Речь Дмитрия Герасимова в прениях
Ваша честь! Уважаемые участники процесса! В моей семнадцатилетней адвокатской практике давно не было столь несложного с юридической точки зрения для защиты дела, когда сторона обвинения сама представила уйму доказательств невиновности подсудимой, но в тоже время и не было такого тяжелого с эмоционально-психологической стороны: очень больно наблюдать, как за решеткой длительное время находится молодая, умная, образованная и в тоже время с рядом хронических заболеваний девушка, которая обвиняется в ненасильственном преступлении.

Для того чтобы увидеть несостоятельность нахождения Александры Скочиленко на скамье подсудимых, существует очень простой способ: прочитать размещенные ею тексты и уяснить их смысл, какой они имеют в современном русском языке, а также установить, в связи с чем и почему она их разместила, имелись ли у нее основания доверять написанному на ценниках, — то есть установить наличие или отсутствие субъективной стороны преступления.

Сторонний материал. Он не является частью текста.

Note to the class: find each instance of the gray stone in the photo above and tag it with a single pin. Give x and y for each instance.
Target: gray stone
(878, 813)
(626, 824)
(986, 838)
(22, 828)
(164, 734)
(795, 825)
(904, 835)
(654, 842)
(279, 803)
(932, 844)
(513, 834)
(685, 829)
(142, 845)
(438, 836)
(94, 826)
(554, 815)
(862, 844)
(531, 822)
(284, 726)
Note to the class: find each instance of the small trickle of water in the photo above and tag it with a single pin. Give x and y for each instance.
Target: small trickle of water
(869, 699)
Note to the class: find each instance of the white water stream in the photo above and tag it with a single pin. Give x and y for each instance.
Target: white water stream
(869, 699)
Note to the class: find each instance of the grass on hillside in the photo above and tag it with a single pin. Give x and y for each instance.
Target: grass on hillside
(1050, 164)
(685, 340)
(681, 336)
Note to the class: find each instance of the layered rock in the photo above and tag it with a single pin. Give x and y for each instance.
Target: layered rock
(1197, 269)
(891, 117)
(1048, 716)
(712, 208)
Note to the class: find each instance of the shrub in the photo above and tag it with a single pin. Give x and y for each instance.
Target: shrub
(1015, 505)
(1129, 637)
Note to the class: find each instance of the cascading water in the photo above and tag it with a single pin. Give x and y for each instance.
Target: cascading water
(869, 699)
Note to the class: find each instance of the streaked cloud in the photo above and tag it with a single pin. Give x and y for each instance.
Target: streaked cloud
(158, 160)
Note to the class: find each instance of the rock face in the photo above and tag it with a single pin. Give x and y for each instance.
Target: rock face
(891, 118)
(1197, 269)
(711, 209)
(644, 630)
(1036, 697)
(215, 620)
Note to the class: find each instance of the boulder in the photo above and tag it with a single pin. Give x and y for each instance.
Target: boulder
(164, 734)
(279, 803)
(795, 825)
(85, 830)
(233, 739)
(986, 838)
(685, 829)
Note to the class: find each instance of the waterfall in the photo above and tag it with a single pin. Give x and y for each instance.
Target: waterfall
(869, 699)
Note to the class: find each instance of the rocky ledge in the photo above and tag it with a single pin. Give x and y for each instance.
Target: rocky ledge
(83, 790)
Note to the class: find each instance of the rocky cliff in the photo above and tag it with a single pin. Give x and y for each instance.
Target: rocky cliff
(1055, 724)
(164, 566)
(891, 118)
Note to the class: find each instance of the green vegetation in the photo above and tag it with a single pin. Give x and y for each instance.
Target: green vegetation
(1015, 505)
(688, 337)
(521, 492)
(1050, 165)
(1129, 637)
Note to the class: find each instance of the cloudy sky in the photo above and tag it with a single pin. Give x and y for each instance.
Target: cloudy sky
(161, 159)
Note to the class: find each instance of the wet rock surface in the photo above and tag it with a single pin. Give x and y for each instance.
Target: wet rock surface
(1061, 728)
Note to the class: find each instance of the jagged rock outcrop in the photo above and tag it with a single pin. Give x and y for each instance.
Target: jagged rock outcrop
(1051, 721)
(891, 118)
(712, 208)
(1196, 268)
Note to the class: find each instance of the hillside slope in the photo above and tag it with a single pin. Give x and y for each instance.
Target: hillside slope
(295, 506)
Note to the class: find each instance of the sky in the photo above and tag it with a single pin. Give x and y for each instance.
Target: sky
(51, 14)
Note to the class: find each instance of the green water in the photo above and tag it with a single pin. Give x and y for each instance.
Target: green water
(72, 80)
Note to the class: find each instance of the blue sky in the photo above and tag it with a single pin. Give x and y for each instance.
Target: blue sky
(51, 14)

Я являюсь защитником Александры Скочиленко с первых часов ее задержания. Она сразу же не отрицала факта размещения «ценников» и при первом же допросе в качестве подозреваемой пояснила, почему она разместила ценники и в связи с чем информацию, содержащуюся в них, считала правдивой. Никоим образом не пыталась скрыть от следствия какие-либо объективные факты. Прямо и недвусмысленно заявила о своей позиции.

Диспозиция статьи 207.3 УК РФ только тогда рассматривает деяние субъекта в качестве преступного, когда недостоверность распространяемой информации заведомо для виновного не соответствует действительности, то есть объективно является ложью, и ложность распространяемой информации полностью осознавалась действующим субъектом. Данный вывод с очевидностью вытекает из того, что преступление, предусмотренное статьей 207.3 УК РФ, может быть совершено только с прямым умыслом.
По данному делу никто даже не пытался проверить утверждение подсудимой о том, что в момент распространения ею информации ее ложность не охватывалась ее сознанием, в силу чего в настоящем деле имеет место объективное вменение ей в вину фактически наступивших последствий, что прямо запрещено частью 2 статьи 5 УК РФ, гласящей, что «Объективное вменение, то есть уголовная ответственность за невиновное причинение вреда, не допускается».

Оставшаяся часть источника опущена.